Performance of lists vs. list comprehensions

Wed Jan 20 02:38:12 EST 2010

Steven D'Aprano, 20.01.2010 07:12:
> On Wed, 20 Jan 2010 05:25:22 +0100, Alf P. Steinbach wrote:
>> That is a good argument for not doing the expanding buffer thing.
>> But such buffers may be generally present anyway, resulting from
>> optimization of "+".
> 
> As near as I can determine, the CPython optimization you are referring to 
> doesn't use the "double the buffer when needed" technique. It operates on 
> a completely different strategy. As near as I can tell (as a non-C 
> speaker), it re-sizes the string in place to the size actually needed, 
> thus reducing the amount of copying needed.
> 
>> Using CPython 2.6.4 in Windows XP:
> [snip time measurements]
>> Here the linear increase of times indicate that the "+" is being
>> optimized using an expanding buffer for the string.
> 
> Be careful of jumping to the conclusion from timings that a certain 
> algorithm is used. All you can really tell is that, whatever the 
> algorithm is, it has such-and-such big-oh behaviour.

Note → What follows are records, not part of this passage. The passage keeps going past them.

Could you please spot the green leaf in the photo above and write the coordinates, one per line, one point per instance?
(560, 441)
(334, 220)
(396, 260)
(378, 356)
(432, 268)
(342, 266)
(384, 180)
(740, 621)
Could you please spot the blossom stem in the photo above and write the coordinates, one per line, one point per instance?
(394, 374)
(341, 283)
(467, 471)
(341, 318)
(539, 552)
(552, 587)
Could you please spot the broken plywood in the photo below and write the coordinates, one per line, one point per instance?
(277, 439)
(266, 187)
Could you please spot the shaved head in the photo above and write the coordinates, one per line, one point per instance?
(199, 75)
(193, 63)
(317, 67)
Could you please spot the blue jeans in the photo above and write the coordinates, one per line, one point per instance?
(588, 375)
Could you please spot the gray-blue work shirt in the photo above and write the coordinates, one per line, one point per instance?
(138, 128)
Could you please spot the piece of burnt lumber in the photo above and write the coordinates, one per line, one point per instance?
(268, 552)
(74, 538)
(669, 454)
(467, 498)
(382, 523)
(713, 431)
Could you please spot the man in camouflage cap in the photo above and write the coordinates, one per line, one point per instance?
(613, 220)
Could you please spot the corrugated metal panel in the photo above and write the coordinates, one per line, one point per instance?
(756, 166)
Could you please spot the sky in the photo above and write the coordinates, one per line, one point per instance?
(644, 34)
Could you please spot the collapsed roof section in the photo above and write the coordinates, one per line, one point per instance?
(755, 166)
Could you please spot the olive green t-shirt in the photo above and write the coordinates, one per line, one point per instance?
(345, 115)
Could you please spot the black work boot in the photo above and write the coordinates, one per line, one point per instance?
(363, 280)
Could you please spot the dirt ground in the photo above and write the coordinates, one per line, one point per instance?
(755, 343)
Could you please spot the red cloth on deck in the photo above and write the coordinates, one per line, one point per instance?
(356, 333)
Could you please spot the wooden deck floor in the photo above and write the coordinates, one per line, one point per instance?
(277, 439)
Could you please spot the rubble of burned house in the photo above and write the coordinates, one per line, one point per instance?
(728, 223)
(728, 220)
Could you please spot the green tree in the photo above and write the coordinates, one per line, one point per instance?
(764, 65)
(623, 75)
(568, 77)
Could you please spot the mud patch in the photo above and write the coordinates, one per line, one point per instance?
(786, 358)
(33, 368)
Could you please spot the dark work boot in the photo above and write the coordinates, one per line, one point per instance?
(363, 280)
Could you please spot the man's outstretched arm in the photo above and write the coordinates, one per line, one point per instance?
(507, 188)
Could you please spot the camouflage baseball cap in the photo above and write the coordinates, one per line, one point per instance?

Which is particularly tricky here since the algorithms depends more on the
OS than on the code in CPython. The better timings come from the fact that
the OS does *not* need to copy the buffer on each iteration, but does
smarter things when asked to enlarge the buffer. If you ran the benchmark
on an OS that *did* copy the buffer each time, the runtime would really be
quadratic.

BTW, I think it would actually be worth trying to apply the same approach
to str.join() if the argument is not a sequence (obviously followed by a
benchmark on different platforms).

Stefan